Bartering up: capitalism and the laws of thermodynamics

Great story today about a guy exploiting (in a positive way) the power of Craigslist, and conducting a series of barter exchanges that so far has started with a red paperclip and ended with a year’s free stay in a house in Phoenix.

Of course, any reader of This Old House Magazine knows that there are many old houses that are available for essentially free, provided you can move them or otherwise improve them. So theoretically Kyle MacDonald should have had his house a long time ago. But this is the rub about Craigslist: it’s not a perfect market, because not every buyer or seller is plugged into it.

The larger economic point that is missed by the article, and by the premise of MacDonald’s experiment, is that there is no way to overcome economic friction. Part of what MacDonald is doing in his “trades up” is exploiting private valuations of goods that are lower than his own private valuation, and thus apparently creating value in the trade. But this overlooks the value of MacDonald’s time and the opportunity cost that he incurs by spending time on this project. The other factor is the value contributed to the project by people like Annie Robbins who acts economically irrationally because she admires the anticonsumerist principle of the exchange, and by the snowmobile company that donates goods and travel in exchange for marketing publicity. In fact, that particular trade may well have destroyed traditional value somewhere along the way.

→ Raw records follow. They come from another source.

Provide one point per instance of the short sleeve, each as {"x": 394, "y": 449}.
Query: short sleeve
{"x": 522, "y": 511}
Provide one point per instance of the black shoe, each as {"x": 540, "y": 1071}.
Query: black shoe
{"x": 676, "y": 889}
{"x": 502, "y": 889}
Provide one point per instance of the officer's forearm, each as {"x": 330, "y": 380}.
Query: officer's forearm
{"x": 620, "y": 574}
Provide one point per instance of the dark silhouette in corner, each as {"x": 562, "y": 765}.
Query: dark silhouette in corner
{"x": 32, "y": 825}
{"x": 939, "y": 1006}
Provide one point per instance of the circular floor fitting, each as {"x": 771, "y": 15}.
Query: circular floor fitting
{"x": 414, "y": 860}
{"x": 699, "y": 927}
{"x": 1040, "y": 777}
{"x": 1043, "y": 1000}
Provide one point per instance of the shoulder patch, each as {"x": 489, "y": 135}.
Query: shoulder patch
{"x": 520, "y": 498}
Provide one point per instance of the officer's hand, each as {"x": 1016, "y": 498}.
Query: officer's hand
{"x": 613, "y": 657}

So here’s the larger economic question: are market exchanges in particular, and the market in general, subject to the laws of thermodynamics? Is it possible to have a trade that “creates value”? Or is what happens merely a shifting of value from one party to a different party with some inevitable loss of friction?

A lot of modern negotiation theory is based on the principle of the “win-win” where both parties at a table derive benefit from a trade. The question is: who loses? Does every win-win have an external party somewhere who is not represented at the table who is disadvantaged by the trade in some way?

These aren’t theoretical questions. A lot of the politics that surrounds business is based on the conflict between people who believe in win-win (or at least tout its value) and people who argue on behalf of the damaged external party. Think industry vs. environmentalists.